Cannabis: l’Uruguay ose la légalisation

Des manifestants en faveur de la légalisation de la marijuana en Uruguay ont marché mardi à Montevideo.
Photo: Matilde Campodonico Associated Press Des manifestants en faveur de la légalisation de la marijuana en Uruguay ont marché mardi à Montevideo.

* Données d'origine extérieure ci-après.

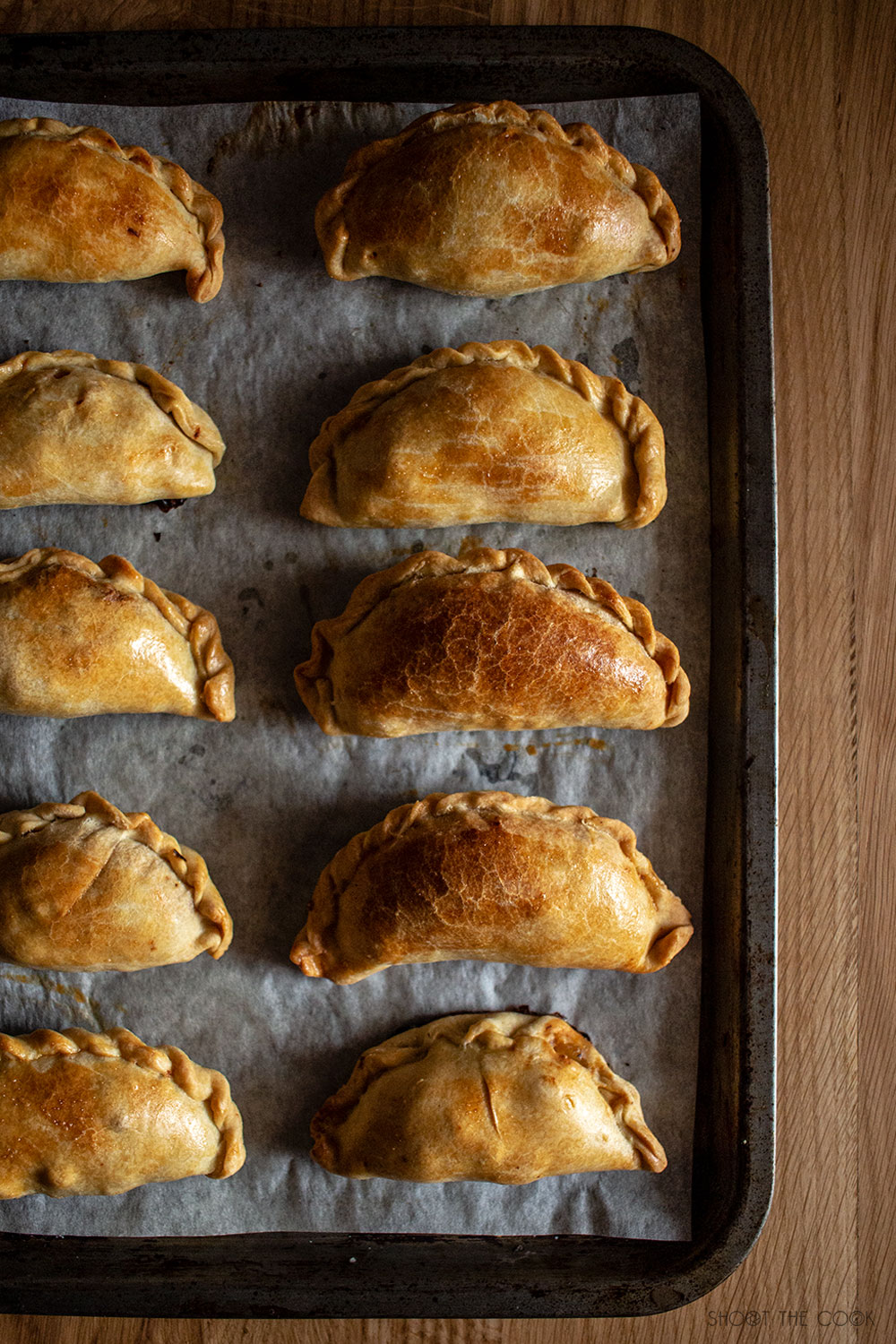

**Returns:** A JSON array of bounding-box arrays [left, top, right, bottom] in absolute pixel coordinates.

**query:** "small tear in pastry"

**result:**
[[301, 340, 667, 529], [0, 117, 224, 304], [0, 793, 234, 970], [0, 547, 234, 722], [312, 1012, 667, 1185], [0, 349, 224, 510], [291, 793, 694, 986], [314, 102, 681, 297], [0, 1027, 246, 1199], [296, 547, 691, 738]]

Le Parlement de l’Uruguay a adopté définitivement mardi soir un texte régulant la production et la vente de cannabis sous autorité de l’État, une expérience sans précédent dans le monde qui pousse encore plus loin les initiatives lancées dans certains pays comme les Pays-Bas ou l’Espagne.

 

Le projet de loi a déjà été approuvé le 31 juillet par la majorité du Frente amplio (Front large, coalition de gauche au pouvoir) à la Chambre des députés. Mardi, les sénateurs du FA, également majoritaires, ont commencé les débats autour du texte et devraient le voter sans encombre.

 

Avec cette loi, l’État aura la mainmise sur la culture et la vente de ce produit psychotrope à des fins récréatives, repoussant les limites des expériences menées dans les États américains du Colorado et de Washington, aux Pays-Bas ou en Espagne, qui autorisent ou tolèrent la production de cannabis dans un cadre privé.

 

Avec cette loi inédite de « régulation du marché du cannabis », l’objectif du président Jose Mujica est de priver les narcotrafiquants d’une importante source de revenus, alors que la lutte contre le trafic de drogue coûte environ 88 millions de dollars par an au pays. Il vise aussi, selon le gouvernement, à limiter les risques liés à la consommation du cannabis et à détourner ses amateurs des dealers et des drogues dures.

 

L’exécutif a dit que les décrets d’application de la loi ne seront prêts qu’en avril 2014. C’est seulement alors que pourront débuter la culture et l’enregistrement des usagers et cultivateurs.

 

En Uruguay, le texte est favorablement accueilli parmi les consommateurs, mais il se heurte au rejet de plus de 60 % de la population et de plusieurs organisations. « La loi présente des défauts de forme et de fond », assurait lundi le sénateur du parti Colorado (opposition) Alfredo Solari. « La certitude qu’il y aura une plus grande disponibilité de cannabis […] me fait craindre une plus grande disponibilité également pour les enfants et les adolescents, ce qui est la conséquence la plus grave » de cette loi de régulation, a-t-il déclaré.

 

Pour rassurer ses détracteurs, M. Mujica a déjà annoncé qu’il était « prêt à faire marche arrière » si la loi ne produit pas les résultats escomptés.

 

Assurant mener une « expérience pour le monde », le chef de l’État uruguayen a appelé ce week-end la communauté internationale à appuyer l’initiative. Il bénéficie déjà du soutien d’un groupe d’ex-présidents latino-américains qui mènent une campagne internationale visant à faire reconnaître l’échec des politiques de répression contre le trafic de drogue.

 

Le texte prévoit trois modes d’accès au produit : l’auto-culture, la culture dans des clubs de consommateurs et la vente en pharmacie, sous contrôle public (40 grammes maximum par mois). Toute publicité sera interdite et les cultivateurs ou consommateurs — des résidents obligatoirement majeurs — devront s’inscrire sur un registre national.

 

Les autorités envisagent d’autoriser la culture de 20 hectares de chanvre indien pour couvrir les besoins de ce pays de 3,2 millions d’habitants. Plusieurs entrepreneurs uruguayens et étrangers se sont déjà portées candidats pour cultiver la plante.

 

La consommation de cannabis n’est actuellement pas pénalisée en Uruguay, mais les associations de consommateurs se réjouissent déjà de cette loi, censée selon eux améliorer la qualité du produit et faire sauter le tabou du cannabis au sein de la société uruguayenne.